When you get rid of such expectations in the first place and when you truly give is when you start living your life. Now, when you receive something, you receive it out of worth or out of love, not because of anything else.
In our life, we are always running after what’s next or running after our wants, or rather complaining about the things we don’t have.
In all of this, we forget to be grateful for the things that we already have in our life.
Gratitude is such a powerful factor in our life, where if we are grateful for each and every thing that we have and grateful for each and every thing that we get to do, our approach and perspective towards life changes and we start looking at things differently.
For anyone who has browsed through the internet enough, or the social media platforms to be specific, would know how over-saturated the motivational content has become.
Every individual will come up with some type of motivational content, irrespective of how their individual life is doing, or if not original, then would remix someone else’s content, but so much of it is just revolved around Motivation.
It almost gives a perspective to people that motivation is all they need to do anything in life, personally and professionally. When they’re motivated, everything will be done right and everything they want.
When they aren’t motivated, then they’ll seek more of it on these platforms.
But, to be honest, is it all you need? Is it okay for one to perceive that motivation is all they need? This mental high they get after reading something motivational is all they need?
The problem is not with motivation, but with those pushing it and those consuming it. Sure, motivation is needed, but it makes more sense when its done by yourself, and especially when included with the other ingredients.
Motivation is just the cherry on the cake, but you still need the ingredients to make the cake first.
Right from your physical and mental wellness, to your mindset, to your thoughts, to your habits, your faith and your beliefs, the goals you have, the people around you, all of it comprise of those ingredients you need to make a good cake.

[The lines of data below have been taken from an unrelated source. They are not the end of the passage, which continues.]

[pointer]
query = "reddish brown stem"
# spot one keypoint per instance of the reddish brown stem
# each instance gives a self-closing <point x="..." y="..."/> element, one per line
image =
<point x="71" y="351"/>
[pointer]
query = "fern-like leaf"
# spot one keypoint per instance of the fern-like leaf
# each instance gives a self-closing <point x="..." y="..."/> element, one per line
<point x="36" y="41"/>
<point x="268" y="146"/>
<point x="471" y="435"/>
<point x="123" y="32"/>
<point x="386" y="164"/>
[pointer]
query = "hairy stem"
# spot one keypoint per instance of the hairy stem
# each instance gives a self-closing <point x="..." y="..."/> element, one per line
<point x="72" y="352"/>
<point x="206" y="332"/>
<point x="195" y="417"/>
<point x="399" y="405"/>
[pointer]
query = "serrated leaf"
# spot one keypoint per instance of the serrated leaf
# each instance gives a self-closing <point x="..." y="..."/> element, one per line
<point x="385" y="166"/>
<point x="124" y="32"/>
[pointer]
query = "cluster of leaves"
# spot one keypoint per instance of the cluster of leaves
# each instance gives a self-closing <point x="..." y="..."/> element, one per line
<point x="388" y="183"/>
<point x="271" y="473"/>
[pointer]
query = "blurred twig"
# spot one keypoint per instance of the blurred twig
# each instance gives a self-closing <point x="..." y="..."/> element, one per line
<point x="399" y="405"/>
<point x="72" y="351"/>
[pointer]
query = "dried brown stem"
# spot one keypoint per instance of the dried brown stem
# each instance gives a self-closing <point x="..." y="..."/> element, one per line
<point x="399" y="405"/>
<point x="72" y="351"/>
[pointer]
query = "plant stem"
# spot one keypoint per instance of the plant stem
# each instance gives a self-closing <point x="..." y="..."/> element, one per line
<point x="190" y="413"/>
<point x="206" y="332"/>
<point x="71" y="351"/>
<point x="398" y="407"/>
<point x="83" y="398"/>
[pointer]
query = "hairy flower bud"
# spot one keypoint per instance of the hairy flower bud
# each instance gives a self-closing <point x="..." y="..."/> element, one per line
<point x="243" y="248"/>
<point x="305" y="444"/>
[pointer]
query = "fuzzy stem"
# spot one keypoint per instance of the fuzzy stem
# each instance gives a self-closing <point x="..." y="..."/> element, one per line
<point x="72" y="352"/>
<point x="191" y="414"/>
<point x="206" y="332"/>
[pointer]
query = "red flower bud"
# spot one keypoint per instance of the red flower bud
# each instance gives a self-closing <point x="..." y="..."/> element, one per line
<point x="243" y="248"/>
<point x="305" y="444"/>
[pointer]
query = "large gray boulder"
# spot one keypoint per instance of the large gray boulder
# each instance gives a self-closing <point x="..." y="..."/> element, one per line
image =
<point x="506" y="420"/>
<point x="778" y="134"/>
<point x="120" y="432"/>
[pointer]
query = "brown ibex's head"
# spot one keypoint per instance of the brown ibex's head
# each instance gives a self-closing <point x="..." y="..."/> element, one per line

Then you can put the motivation as the topping, that’s what motivation is. But those who post motivational fail to realize that, probably because themselves are doing it just for the content or they have created a motivational bubble around themselves.
Irrespective of the reasons, as the consumer of such content, especially for one who wants to improve their life, who wants to write the script of their lives themselves, can ponder upon this and ultimately, take charge and start working on every aspect of their life and improving it, rather than depending on Internet Motivation.
How easy is it to manipulate someone’s mind, do you know? Common interests, common target points then make way for mob mentality, making it more easier to manipulate people at a mass level.
On the grounds of capitalism, wanting to be rich, on the grounds of diets, wanting to be slim, on the grounds of motivation, wanting to be inspired, on the grounds of followers and likes, wanting to be famous…
It is so easy to manipulate anyone’s mind, and those that understand this, then take advantage of it. If one is not aware of their true needs and wants, their true meaning of life, love and happiness, then they keep falling for these traps again and again.
It then becomes a cyclical chain.
For example, you eat something which tastes good for the moment, but unhealthy for the body. You then have to go on a fad diet/ taking shortcuts to become healthy. You spend a ton of time and money on consultations, courses, classes, etc. to get your workout in place, your diet in place, but you don’t feel motivated to carry on. Sooner or later, you now opt for someone to motivate you, either through a seminar or a personal consultation, or any other form. That cyclical chain then affects other areas of your life until you have fallen for every trap possible.
Instead, you could have opted to not eat that unhealthy thing.
A simple example can then be applied to every phase of your life, and it is then for you to realize how many traps have you fallen into by now.